ADSL italiana, la sollevazione degli ISP

Assoprovider contro la riforma voluta dall'Autorità TLC perché darebbe troppo spazio e potere a Telecom. Infrastrutture e servizi devono essere mantenuti separati, per il bene del pluralismo. Sull'esempio di British Telecom

Roma - Il nuovo corso dell'ADSL italiana non convince affatto Assoprovider, che non reputa adeguato lo schema di provvedimento varato dall'Authority TLC per recepire le direttive europee per il mercato ADSL "wholesale" (all'ingrosso) e teme anzi che con la nuova regolamentazione si corra il rischia di rafforzare la posizione dominante di Telecom Italia, con ripercussioni disastrose sul pluralismo delle comunicazioni in Italia.

Le preoccupazioni già espresse a fine novembre dai provider associati all'AIIP, che avevano anche comprato una pagina su "Il Messaggero" per evidenziare lo stesso problema, trovano ora energica eco nel comunicato diffuso ieri da Assoprovider.

Questo il testo della nota diffusa dall'Associazione:
"Assoprovider richiede tassativamente che vengano apportate delle correzioni immediate e che si inizi ad affrontare in modo serio il tema della separazione strutturale delle attività di gestione della Rete dalle attività commerciali di Telecom Italia, attraverso la costituzione di due società distinte e indipendenti.

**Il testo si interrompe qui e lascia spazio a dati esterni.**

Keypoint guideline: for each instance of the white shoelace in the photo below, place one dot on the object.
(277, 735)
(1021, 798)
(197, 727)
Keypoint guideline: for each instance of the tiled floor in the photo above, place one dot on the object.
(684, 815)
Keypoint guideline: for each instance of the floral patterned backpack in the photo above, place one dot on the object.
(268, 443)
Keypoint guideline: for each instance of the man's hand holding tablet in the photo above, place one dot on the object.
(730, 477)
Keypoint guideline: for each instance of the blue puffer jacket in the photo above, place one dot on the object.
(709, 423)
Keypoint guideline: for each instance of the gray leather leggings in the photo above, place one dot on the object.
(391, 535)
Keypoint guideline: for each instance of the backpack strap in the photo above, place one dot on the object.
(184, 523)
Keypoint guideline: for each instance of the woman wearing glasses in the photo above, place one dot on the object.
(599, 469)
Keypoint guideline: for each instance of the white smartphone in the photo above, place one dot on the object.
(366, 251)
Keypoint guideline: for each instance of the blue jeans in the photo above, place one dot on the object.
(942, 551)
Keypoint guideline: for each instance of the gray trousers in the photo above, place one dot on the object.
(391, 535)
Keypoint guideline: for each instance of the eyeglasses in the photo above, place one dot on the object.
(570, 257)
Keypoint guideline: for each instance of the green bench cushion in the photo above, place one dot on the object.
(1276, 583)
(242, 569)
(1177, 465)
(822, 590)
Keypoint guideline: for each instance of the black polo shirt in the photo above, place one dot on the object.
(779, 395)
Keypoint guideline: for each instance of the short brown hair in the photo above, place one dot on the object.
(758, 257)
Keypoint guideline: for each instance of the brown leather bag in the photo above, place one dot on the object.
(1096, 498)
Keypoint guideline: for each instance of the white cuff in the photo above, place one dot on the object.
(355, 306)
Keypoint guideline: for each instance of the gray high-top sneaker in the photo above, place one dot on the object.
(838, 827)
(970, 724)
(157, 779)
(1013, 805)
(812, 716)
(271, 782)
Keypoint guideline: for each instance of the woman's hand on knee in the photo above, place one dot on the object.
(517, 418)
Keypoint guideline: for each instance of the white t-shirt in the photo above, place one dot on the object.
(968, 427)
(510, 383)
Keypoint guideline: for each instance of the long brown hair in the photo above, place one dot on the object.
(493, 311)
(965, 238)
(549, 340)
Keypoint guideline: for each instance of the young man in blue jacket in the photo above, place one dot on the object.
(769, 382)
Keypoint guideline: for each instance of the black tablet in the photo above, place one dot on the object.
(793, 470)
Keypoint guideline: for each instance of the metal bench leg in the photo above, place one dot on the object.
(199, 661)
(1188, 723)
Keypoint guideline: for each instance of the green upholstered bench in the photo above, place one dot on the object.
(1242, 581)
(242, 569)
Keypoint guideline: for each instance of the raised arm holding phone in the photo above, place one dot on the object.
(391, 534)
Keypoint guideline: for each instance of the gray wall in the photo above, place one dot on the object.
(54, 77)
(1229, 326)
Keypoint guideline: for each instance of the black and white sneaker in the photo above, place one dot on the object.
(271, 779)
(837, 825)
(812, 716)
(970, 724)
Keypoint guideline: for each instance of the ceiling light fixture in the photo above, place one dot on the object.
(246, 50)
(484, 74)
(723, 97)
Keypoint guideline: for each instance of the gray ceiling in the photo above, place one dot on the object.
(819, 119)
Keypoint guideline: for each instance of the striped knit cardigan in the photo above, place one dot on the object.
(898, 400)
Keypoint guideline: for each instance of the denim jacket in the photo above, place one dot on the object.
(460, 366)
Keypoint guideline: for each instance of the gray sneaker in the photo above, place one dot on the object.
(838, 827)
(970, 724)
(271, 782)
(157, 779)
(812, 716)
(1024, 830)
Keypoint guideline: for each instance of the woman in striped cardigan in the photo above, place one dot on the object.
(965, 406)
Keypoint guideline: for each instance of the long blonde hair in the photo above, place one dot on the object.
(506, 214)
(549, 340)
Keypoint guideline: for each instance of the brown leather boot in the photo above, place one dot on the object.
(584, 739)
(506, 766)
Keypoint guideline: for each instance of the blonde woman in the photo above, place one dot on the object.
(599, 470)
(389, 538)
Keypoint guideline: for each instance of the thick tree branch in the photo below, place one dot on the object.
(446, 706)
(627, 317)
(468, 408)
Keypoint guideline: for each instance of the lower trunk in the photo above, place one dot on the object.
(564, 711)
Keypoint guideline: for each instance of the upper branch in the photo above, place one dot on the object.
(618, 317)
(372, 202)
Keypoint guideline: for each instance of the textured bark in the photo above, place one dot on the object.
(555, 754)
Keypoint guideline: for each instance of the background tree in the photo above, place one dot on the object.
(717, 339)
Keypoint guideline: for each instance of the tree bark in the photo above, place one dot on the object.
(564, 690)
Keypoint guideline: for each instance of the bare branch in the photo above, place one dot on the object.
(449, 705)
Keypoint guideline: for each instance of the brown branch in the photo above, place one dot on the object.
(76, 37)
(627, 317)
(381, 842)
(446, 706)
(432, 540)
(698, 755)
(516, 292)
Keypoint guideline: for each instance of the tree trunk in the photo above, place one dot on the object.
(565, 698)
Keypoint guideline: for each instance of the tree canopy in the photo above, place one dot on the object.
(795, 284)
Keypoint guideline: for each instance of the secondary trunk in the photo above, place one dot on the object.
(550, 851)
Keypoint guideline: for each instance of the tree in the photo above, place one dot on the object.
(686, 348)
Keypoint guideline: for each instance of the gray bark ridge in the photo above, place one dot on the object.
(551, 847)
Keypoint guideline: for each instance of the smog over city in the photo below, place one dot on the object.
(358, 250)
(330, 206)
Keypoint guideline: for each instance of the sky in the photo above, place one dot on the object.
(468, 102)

Telecom Italia ad oggi quasi monopolista nel broadband sia all'ingrosso (100% del mercato) che verso l'utenza finale (circa il 76% del mercato), ha ripetutamente dichiarato di essere interessata anche al business dei contenuti; la terna rete-servizi-contenuti, in mano ad una sola azienda è un'eventualità da evitare assolutamente ma lo schema di AGCom sembra andare nella direzione di un consolidamento della posizione dominante di Telecom Italia.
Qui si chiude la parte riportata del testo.